830 milhões foi o custo a mais na comercialização e logística com o escoamento da safra 2012/2013 de soja, milho, algodão e carne em Mato Grosso, segundo cálculo do Imea/Famato, apenas nos primeiros cinco meses de 2013. Equivalente a 85% do valor gasto a mais pelos produtores do Centro Oeste: 975 milhões de reais, a partir do custo de frete com exportação, destinadas aos portos do sul do país. De acordo com o Instituto este valor a mais seria suficiente para asfaltar mais de 500 km de rodovias, desafogando o gargalo da logística no estado.
Com o aumento da área de plantio e consequentemente do volume de produção a ser escoado através das estradas mato-grossenses, este valor deve dobrar até o final do ano, de acordo com Rui Prado, reempossado presidente da Famato – Federação da Agricultura e Pecuária de Mato Grosso, por ocasião do lançamento, na terça-feira (18), da Bienal dos Negócios da Agricultura, que será realizada em Cuiabá, nos dias 8 e 9 de agosto próximo.
Foco principal da Bienal da Agricultura 2013, que retorna ao Mato Grosso, a questão da logística não representa o único problema dos produtores rurais a ser debatido no evento. Merecerá uma atenção especial o Fethab, que entra na berlinda da Bienal, através da Famato, que quer saber a destinação do imposto recolhido pelo Governo do Estado. Prado, da Famato, lembra que o Fethab foi criado para financiar prioritariamente a ampliação da malha viária estadual e a construção de moradias populares.
A Famato denuncia o desvirtuamento, pelo Governo, da aplicação dos recursos que, hoje, lastreiam pagamentos, da folha de pagamentos até investimentos em obras relativas à Copa do Mundo em Cuiabá, deixando a descoberto objetivos prioritários, especialmente em estradas para escoamento da produção estadual, aumentando em quase 1 bi o custo de retirada da safra pelos produtores rurais e, comprometendo a remuneração deste produtor, num momento em que as circunstâncias do mercado nacional e internacional é propícia para recomposição da capacidade de poupança e investimento do produtor.
Outro tema a ser discutido exaustivamente na Bienal 2013 será o apagão de mão-de-obra para a produção rural que se avizinha; De acordo com projeção do Imea / Famato, Mato Grosso deverá garantir a qualificação profissional de, no mínimo, 1 milhão de trabalhadores do campo, sob pena de abrir espaço para um apagão de mão-de-obra, comprometendo seriamente o volume ascendente de produção de grãos, algodão e carne no estado, com sérias consequências na previsão de desenvolvimento da economia estadual.
Segundo Rui Prado: “atualmente o sistema qualifica cerca de 450 mil trabalhadores rurais, ao ano, através do sistema Senar.
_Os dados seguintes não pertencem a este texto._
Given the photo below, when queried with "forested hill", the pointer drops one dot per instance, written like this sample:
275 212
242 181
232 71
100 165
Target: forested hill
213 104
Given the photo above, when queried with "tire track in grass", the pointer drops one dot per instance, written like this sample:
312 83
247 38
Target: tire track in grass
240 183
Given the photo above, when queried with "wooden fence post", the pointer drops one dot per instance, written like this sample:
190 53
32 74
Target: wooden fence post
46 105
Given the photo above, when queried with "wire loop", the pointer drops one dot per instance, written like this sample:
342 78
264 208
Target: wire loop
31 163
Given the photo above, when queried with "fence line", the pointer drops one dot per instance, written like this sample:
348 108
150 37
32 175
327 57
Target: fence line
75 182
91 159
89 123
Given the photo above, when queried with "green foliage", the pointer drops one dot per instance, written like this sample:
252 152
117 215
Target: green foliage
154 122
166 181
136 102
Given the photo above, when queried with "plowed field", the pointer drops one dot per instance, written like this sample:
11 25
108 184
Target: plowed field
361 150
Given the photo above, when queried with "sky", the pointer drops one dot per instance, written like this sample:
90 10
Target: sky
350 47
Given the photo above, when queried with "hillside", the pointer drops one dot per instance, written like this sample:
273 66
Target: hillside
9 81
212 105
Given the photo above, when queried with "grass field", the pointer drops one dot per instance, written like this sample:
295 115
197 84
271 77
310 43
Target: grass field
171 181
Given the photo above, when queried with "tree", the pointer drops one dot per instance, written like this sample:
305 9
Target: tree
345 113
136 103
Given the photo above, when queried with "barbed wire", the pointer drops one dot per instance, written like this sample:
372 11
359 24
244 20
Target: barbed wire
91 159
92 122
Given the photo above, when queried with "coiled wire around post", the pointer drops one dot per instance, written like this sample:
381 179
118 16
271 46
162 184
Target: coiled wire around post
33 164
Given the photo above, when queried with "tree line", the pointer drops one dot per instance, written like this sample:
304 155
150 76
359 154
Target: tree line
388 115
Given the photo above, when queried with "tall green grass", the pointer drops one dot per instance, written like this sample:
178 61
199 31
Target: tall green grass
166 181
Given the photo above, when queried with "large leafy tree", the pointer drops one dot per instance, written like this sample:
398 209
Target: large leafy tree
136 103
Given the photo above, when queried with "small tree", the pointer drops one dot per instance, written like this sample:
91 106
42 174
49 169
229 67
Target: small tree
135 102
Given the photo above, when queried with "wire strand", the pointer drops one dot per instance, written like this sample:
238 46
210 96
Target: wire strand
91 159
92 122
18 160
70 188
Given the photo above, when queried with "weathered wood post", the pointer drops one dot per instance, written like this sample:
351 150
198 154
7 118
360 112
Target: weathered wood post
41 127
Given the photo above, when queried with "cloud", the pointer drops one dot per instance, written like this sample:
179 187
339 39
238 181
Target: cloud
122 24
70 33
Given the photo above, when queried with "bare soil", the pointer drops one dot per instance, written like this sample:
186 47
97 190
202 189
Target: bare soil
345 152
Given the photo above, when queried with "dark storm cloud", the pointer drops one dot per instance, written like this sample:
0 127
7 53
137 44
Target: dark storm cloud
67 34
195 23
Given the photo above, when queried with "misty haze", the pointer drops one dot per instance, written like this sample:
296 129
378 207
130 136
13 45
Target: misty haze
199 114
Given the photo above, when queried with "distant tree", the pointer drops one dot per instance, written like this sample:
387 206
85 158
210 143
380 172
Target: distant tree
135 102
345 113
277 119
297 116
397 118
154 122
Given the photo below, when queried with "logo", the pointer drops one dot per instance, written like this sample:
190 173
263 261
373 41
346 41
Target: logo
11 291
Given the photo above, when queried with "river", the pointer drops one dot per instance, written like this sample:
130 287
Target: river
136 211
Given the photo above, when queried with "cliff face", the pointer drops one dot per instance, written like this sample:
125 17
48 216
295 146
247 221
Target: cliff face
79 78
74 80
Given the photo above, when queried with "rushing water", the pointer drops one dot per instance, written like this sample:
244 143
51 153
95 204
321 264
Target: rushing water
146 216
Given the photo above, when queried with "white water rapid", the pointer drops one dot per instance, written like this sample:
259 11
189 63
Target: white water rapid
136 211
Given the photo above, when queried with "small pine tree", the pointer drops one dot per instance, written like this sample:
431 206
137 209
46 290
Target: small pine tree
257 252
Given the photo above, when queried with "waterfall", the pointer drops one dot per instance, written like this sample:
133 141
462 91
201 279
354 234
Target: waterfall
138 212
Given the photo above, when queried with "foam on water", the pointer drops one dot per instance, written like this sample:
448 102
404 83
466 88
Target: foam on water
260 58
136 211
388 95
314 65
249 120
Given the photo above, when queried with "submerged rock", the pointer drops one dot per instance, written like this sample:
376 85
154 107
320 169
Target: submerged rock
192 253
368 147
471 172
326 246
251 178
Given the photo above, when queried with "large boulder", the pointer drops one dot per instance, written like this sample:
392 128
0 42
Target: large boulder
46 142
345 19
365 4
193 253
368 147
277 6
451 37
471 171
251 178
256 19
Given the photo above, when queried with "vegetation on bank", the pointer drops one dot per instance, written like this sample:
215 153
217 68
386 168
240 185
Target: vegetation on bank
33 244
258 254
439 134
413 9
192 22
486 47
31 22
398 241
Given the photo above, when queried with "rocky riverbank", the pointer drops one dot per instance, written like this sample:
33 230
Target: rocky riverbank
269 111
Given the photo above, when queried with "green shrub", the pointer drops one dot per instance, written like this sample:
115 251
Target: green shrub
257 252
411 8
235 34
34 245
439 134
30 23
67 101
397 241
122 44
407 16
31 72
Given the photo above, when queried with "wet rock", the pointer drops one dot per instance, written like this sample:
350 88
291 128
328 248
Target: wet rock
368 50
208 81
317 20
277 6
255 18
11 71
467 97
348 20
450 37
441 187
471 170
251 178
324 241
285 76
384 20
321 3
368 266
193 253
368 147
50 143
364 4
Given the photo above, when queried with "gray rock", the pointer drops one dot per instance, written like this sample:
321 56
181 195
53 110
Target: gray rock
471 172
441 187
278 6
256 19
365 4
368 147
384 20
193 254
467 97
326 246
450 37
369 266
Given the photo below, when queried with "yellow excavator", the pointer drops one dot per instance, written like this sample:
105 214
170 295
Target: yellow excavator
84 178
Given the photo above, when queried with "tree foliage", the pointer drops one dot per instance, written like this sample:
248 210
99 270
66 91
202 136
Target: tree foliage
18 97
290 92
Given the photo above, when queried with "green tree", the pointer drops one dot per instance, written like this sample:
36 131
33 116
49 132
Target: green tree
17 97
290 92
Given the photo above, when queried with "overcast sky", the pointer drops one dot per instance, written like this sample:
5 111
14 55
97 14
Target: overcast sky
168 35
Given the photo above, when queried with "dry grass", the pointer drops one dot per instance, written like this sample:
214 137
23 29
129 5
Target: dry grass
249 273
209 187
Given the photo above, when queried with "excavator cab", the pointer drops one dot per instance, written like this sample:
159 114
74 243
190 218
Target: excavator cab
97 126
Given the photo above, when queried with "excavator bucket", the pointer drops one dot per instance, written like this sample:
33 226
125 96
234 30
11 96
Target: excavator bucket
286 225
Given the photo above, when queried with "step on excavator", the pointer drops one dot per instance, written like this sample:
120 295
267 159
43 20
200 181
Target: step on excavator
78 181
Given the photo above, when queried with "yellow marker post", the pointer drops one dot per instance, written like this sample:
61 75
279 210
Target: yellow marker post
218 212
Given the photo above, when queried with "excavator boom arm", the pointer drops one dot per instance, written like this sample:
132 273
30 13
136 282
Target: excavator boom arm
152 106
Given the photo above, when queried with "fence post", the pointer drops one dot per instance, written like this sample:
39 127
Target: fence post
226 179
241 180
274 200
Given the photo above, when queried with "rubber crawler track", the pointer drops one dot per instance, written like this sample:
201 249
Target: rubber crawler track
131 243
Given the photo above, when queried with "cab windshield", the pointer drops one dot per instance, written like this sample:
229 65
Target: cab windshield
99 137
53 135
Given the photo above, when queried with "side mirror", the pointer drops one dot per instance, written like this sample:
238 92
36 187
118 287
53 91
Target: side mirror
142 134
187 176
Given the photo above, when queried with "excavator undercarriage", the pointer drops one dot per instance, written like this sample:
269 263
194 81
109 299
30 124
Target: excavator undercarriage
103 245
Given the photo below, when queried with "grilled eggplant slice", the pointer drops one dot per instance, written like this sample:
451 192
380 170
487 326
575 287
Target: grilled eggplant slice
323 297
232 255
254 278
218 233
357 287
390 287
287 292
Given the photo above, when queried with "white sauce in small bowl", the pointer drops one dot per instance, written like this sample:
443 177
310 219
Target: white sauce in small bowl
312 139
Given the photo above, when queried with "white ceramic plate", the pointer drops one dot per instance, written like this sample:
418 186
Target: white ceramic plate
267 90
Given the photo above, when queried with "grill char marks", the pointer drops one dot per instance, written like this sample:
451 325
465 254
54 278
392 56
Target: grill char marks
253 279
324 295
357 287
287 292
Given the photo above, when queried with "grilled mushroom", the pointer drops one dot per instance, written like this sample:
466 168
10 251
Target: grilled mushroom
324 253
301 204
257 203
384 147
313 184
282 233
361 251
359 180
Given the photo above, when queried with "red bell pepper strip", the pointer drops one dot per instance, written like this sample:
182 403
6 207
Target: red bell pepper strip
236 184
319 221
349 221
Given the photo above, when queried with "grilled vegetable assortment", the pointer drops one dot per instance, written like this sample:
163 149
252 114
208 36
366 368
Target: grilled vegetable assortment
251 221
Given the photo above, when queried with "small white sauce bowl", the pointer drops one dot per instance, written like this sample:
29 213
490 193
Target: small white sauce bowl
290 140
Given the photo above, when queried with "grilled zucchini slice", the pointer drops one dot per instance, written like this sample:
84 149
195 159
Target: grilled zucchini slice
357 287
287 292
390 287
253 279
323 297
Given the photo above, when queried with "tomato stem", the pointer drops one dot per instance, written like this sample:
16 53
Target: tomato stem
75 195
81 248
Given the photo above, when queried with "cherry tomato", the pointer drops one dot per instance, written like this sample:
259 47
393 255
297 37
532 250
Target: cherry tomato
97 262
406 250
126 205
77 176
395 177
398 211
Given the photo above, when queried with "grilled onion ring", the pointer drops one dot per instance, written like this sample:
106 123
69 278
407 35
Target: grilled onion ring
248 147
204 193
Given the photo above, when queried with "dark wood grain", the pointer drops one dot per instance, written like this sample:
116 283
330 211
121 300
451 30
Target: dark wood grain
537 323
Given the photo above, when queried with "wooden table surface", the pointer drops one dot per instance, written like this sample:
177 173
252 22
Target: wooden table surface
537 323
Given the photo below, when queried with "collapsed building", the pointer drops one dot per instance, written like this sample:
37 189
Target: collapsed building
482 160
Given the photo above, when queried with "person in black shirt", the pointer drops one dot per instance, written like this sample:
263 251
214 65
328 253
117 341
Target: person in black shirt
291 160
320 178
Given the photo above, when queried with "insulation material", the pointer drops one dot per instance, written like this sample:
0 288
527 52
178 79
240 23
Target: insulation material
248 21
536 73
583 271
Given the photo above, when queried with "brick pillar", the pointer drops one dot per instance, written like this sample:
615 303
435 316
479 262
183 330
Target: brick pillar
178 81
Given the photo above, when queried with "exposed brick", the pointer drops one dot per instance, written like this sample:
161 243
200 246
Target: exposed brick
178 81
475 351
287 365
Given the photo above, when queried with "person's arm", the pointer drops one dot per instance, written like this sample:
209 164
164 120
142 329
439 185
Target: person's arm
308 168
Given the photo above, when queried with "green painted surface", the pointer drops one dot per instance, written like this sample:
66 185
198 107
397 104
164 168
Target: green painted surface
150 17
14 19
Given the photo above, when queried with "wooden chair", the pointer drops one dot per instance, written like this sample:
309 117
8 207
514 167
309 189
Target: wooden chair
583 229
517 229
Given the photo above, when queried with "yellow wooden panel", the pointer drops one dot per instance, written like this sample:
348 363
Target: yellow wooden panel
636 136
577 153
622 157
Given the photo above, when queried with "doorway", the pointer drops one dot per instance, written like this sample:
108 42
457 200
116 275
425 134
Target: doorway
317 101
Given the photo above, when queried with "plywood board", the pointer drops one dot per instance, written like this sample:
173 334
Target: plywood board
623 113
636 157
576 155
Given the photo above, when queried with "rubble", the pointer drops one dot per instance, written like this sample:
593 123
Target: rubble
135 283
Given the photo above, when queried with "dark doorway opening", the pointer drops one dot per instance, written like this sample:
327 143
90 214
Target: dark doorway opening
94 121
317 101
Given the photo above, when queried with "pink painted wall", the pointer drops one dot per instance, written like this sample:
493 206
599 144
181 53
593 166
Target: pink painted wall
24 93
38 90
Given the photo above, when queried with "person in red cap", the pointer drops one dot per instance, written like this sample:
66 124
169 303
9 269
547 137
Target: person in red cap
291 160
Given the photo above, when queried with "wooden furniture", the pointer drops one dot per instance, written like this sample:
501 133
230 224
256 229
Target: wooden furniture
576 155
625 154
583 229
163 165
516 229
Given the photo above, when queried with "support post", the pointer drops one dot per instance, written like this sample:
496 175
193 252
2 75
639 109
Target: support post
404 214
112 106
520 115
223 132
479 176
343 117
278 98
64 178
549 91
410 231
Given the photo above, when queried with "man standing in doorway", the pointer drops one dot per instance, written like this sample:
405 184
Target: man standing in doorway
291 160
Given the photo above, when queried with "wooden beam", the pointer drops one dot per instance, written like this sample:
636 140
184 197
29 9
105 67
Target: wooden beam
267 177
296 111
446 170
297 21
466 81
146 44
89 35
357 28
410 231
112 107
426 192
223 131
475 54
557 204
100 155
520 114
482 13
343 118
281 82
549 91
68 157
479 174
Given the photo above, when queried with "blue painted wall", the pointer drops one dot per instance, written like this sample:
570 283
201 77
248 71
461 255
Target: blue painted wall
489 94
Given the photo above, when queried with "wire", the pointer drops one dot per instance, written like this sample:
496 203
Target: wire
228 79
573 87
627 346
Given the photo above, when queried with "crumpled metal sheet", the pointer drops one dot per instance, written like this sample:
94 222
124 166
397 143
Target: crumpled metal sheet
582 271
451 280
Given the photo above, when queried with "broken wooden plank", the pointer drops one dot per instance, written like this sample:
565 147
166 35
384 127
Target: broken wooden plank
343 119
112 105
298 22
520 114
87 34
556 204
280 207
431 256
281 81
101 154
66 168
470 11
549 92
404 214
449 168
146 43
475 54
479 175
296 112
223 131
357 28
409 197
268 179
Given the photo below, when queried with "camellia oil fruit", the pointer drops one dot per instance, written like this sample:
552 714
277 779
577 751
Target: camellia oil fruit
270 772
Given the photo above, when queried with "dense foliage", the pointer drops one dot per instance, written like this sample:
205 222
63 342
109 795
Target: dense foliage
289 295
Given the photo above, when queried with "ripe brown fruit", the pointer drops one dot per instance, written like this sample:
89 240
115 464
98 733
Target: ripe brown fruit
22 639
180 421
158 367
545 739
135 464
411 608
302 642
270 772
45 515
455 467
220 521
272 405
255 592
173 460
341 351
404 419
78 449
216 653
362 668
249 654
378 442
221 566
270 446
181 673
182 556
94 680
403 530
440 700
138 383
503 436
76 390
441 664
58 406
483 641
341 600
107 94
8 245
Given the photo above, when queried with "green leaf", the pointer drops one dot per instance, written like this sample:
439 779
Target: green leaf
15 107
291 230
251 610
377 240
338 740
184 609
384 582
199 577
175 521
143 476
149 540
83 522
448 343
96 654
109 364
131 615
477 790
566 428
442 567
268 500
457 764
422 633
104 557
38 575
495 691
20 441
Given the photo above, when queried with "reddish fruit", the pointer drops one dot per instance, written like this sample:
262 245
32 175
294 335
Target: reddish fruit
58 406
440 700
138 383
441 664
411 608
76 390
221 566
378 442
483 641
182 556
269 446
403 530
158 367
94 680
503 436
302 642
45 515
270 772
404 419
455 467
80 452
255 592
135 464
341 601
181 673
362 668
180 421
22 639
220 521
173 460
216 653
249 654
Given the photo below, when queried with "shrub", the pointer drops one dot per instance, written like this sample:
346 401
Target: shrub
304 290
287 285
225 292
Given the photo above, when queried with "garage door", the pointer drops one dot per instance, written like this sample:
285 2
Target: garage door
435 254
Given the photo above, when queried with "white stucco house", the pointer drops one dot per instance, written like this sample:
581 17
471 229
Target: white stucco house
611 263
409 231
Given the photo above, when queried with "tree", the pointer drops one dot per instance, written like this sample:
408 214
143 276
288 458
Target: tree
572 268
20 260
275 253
É pouco. O déficit de mão-de-obra capacitada, para o setor rural, já é uma realidade e, a tendência é aumentar, comprometendo os resultados da produção rural no estado. Hoje já temos máquinas agrícolas, de alta tecnologia, paradas nas propriedades, por falta de profissionais qualificados. A tendência, se o problema não for resolvido à médio prazo, é aprofundar este apagão anunciado. Salários de 2 a 3.5 mil reais já estão disponíveis para operadores especializados e, ainda assim, estes profissionais não são encontrados. O setor da produção rural gera cerca de 800 mil empregos diretos no campo e outro tanto em postos de trabalho indiretos. Com o aumento previsto para a produção, estes números tendem a aprofundar o apagão, já a curto prazo”, afirmou o presidente da Famato.